After years of mounting pressure to make a decision on state-owned Santee Cooper, South Carolina lawmakers returned to Columbia on Tuesday and convened the 2021 legislative session. Lawmakers wasted no time getting started on debating the future of the debt-ridden utility.
In less than 30 minutes of debate, the House Ways and Means Committee approved House Bill 3194. This bill would authorize the General Assembly to sell the public utility (debt and all) to a private party, and sets up the procedures for any sale: by appointing a special committee to negotiate the sale.
As the House focused on its plan, two more bills were filed in the State Senate on Tuesday. Senate Finance Committee Chairman Hugh Leatherman and Senator Tom Davis each filed their own plans for the state-owned utility. Leatherman’s bill is similar to the House plan and establishes procedures for any potential sale. Davis’ bill calls for the utility to be transferred to a multi-state electricity distribution system called a regional transmission organization that currently does not operate in the state.
While addressing the committee during the afternoon hearing, Ways and Means Chairman, Representative Murrell Smith summed up the General Assembly’s sentiment toward Santee Cooper, saying, “I’ve yet to find anyone in here that says Santee Cooper ought to continue as is.”

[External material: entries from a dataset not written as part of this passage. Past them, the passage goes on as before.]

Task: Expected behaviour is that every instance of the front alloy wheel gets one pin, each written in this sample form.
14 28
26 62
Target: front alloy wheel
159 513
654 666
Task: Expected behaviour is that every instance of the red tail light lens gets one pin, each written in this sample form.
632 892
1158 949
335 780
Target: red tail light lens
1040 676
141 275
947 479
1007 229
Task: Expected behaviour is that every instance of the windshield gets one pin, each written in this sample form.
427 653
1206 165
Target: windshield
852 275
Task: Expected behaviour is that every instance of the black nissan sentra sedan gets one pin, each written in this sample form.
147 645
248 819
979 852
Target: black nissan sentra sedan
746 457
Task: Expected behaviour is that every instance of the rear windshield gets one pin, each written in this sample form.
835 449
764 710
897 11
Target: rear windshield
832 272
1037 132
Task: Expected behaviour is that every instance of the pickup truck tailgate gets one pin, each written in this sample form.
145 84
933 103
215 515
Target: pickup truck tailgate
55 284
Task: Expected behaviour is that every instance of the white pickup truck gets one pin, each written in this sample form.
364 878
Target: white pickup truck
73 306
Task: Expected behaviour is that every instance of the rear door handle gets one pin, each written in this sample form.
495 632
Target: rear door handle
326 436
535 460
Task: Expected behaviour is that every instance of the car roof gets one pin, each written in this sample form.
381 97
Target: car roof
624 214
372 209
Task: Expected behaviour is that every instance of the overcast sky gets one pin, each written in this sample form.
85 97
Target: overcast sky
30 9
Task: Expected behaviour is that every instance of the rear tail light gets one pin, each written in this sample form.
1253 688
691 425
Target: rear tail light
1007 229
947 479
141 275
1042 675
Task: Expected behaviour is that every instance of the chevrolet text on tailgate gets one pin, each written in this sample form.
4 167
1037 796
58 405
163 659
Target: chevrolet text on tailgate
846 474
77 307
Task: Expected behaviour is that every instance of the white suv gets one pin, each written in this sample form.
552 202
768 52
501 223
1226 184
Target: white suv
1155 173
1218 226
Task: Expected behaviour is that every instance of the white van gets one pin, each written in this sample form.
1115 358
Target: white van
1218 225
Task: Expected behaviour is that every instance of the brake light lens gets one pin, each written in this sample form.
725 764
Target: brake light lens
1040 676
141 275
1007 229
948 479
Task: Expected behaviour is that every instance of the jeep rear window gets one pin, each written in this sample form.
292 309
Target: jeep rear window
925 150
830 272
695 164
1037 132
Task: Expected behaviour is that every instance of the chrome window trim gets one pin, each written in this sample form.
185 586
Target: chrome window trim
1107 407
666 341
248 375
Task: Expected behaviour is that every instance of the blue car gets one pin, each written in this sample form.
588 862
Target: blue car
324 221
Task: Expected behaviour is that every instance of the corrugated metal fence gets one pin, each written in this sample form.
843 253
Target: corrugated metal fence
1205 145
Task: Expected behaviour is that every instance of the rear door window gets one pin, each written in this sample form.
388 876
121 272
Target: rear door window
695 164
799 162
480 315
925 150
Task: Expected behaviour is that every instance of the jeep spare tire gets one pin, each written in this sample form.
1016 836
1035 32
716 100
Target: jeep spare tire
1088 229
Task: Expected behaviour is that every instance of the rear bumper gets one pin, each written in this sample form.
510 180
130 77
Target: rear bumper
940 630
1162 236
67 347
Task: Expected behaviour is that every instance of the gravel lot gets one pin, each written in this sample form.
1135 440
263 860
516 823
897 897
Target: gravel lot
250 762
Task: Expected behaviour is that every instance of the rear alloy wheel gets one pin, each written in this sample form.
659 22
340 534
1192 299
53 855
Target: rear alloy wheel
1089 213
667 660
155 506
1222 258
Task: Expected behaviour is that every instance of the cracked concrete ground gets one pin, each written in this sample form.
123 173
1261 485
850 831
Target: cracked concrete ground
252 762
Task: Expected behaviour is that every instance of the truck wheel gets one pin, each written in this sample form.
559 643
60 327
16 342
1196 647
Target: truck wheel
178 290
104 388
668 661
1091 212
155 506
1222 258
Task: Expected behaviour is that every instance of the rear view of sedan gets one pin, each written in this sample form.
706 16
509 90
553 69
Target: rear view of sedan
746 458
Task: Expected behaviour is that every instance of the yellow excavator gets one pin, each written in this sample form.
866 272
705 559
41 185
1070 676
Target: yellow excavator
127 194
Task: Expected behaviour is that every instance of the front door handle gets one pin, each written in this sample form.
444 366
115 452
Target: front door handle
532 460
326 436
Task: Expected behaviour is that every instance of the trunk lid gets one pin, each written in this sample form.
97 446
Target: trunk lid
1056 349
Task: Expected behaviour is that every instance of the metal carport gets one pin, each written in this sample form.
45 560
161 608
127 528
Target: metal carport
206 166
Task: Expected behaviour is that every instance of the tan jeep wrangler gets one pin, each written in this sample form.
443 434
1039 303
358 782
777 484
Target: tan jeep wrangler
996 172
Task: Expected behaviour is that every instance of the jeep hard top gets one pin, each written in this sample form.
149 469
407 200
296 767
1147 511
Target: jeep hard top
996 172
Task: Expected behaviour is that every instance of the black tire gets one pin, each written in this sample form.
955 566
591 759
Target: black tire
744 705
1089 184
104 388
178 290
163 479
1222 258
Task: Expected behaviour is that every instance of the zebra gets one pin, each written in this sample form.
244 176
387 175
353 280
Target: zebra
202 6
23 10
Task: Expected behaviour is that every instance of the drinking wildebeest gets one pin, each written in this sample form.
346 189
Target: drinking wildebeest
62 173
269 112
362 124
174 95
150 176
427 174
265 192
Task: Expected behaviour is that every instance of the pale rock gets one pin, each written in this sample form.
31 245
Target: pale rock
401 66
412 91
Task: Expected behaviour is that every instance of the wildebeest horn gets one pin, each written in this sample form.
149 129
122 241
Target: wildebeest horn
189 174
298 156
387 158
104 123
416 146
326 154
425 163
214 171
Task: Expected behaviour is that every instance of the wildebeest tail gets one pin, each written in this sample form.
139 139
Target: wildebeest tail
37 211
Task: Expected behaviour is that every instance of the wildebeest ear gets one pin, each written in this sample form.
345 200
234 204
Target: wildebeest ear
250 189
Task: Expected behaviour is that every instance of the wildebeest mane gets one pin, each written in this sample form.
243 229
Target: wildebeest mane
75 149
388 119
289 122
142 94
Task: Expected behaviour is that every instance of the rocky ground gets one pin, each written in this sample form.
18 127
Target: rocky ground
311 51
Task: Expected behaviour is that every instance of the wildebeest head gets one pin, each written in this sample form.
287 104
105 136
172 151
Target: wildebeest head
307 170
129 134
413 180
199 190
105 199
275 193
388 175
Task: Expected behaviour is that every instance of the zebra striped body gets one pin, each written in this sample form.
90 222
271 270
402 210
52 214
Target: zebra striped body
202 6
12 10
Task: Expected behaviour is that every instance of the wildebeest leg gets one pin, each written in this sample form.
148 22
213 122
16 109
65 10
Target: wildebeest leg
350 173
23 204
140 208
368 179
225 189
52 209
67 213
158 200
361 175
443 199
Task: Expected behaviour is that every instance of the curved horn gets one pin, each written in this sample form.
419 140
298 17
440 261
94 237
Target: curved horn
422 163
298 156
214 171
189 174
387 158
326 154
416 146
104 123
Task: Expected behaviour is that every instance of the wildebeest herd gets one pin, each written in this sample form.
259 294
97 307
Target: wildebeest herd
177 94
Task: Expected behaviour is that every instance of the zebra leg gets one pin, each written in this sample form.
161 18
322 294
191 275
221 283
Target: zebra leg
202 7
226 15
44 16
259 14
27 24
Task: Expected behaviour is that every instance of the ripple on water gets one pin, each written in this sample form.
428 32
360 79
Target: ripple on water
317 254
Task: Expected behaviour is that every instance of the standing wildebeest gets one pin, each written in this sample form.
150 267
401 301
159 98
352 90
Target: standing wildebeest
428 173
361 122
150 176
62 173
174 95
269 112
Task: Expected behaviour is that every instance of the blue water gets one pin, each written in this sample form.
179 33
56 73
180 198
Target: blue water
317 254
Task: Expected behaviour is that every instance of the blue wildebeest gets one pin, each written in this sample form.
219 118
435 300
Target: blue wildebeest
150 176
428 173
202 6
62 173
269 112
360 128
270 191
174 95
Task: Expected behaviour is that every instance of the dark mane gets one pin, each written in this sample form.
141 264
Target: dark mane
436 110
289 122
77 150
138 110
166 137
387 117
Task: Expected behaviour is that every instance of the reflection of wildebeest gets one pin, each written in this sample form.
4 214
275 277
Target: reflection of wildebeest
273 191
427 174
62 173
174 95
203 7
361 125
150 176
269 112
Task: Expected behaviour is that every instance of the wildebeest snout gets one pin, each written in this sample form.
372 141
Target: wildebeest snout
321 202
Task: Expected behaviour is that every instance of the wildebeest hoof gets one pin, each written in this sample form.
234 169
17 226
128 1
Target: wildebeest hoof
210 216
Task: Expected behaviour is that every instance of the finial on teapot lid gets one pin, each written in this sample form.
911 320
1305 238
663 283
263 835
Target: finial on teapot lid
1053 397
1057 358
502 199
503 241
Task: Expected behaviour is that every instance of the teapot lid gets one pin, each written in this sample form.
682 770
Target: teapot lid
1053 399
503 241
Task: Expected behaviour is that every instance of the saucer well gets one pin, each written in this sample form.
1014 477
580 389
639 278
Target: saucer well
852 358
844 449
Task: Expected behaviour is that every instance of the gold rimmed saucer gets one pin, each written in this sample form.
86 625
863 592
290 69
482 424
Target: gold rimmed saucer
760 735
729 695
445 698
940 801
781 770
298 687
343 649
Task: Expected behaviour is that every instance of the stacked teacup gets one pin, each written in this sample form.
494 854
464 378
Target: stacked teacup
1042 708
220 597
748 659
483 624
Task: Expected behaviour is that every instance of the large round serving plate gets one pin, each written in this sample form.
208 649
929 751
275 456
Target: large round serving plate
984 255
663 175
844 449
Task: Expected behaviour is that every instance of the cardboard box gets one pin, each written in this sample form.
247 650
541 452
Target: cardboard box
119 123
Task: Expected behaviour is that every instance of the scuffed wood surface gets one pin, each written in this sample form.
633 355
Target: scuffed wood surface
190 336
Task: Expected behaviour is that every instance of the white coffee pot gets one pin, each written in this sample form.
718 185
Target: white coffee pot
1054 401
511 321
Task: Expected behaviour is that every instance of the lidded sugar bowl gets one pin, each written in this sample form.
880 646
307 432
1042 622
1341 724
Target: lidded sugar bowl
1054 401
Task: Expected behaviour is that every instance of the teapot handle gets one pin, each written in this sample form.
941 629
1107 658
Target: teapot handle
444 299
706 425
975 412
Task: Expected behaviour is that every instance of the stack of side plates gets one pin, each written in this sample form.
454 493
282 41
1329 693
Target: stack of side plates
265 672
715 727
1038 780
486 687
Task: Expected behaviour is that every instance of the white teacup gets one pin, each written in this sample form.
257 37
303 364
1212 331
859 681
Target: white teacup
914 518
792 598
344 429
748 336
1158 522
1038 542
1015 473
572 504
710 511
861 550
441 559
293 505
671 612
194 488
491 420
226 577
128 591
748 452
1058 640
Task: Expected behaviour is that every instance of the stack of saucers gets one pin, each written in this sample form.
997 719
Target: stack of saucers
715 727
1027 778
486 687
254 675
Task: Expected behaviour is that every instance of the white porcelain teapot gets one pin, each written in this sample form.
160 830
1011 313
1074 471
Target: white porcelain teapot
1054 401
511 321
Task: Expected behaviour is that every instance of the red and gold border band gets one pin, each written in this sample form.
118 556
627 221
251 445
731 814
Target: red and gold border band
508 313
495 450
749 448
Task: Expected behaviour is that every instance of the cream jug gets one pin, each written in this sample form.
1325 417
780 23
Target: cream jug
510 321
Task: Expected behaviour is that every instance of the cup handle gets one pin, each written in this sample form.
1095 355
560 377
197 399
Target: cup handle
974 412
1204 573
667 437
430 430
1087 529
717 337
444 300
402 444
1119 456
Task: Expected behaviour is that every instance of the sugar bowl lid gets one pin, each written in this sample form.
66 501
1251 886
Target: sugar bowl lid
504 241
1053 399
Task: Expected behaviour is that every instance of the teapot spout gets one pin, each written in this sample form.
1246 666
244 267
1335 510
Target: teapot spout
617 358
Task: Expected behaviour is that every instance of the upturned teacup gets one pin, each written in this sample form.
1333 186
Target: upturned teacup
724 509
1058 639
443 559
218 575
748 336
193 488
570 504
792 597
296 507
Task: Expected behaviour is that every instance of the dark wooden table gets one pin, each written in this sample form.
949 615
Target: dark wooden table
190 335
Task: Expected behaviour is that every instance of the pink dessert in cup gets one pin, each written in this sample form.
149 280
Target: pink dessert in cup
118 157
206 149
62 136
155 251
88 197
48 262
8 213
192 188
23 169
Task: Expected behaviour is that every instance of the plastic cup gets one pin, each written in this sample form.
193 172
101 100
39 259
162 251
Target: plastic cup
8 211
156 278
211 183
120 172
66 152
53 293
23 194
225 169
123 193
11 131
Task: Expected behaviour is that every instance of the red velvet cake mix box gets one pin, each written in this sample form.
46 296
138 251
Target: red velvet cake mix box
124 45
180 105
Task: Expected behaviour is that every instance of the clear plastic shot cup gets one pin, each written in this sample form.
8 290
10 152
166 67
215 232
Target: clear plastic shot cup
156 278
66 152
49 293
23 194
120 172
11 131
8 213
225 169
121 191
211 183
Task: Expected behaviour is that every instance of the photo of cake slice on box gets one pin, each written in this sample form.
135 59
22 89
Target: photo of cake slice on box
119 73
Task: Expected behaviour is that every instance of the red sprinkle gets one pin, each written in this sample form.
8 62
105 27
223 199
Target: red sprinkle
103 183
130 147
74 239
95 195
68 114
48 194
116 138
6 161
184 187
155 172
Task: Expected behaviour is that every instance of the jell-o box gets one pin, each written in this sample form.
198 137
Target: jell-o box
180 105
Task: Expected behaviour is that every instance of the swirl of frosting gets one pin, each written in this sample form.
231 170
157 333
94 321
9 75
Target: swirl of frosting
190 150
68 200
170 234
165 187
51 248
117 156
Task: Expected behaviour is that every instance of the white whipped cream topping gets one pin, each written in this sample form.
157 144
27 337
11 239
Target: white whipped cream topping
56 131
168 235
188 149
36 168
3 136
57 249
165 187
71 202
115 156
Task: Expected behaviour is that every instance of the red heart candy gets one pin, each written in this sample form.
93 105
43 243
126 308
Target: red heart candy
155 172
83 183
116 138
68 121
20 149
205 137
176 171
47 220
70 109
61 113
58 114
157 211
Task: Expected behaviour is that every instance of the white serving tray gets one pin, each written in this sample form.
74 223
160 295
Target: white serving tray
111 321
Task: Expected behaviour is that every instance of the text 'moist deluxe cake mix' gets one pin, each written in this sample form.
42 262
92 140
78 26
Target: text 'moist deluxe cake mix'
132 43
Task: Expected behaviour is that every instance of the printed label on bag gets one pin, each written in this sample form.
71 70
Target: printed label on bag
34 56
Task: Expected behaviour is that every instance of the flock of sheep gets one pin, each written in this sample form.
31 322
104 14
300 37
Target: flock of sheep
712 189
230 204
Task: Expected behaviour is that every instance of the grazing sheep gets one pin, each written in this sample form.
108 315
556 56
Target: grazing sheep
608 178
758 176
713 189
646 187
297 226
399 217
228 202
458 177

The bill will now advance to the full House for debate while the bills filed by Leatherman and Davis move to the Senate committees. It’s been three years since the state-owned utility pulled the plug on its failed VC Summer nuclear project and lawmakers are finally taking action to solve the largest financial disaster in our state’s history. If the fast pace at which lawmakers are moving is an indicator, the prospects of Santee Cooper remaining a state-owned utility is looking less and less likely.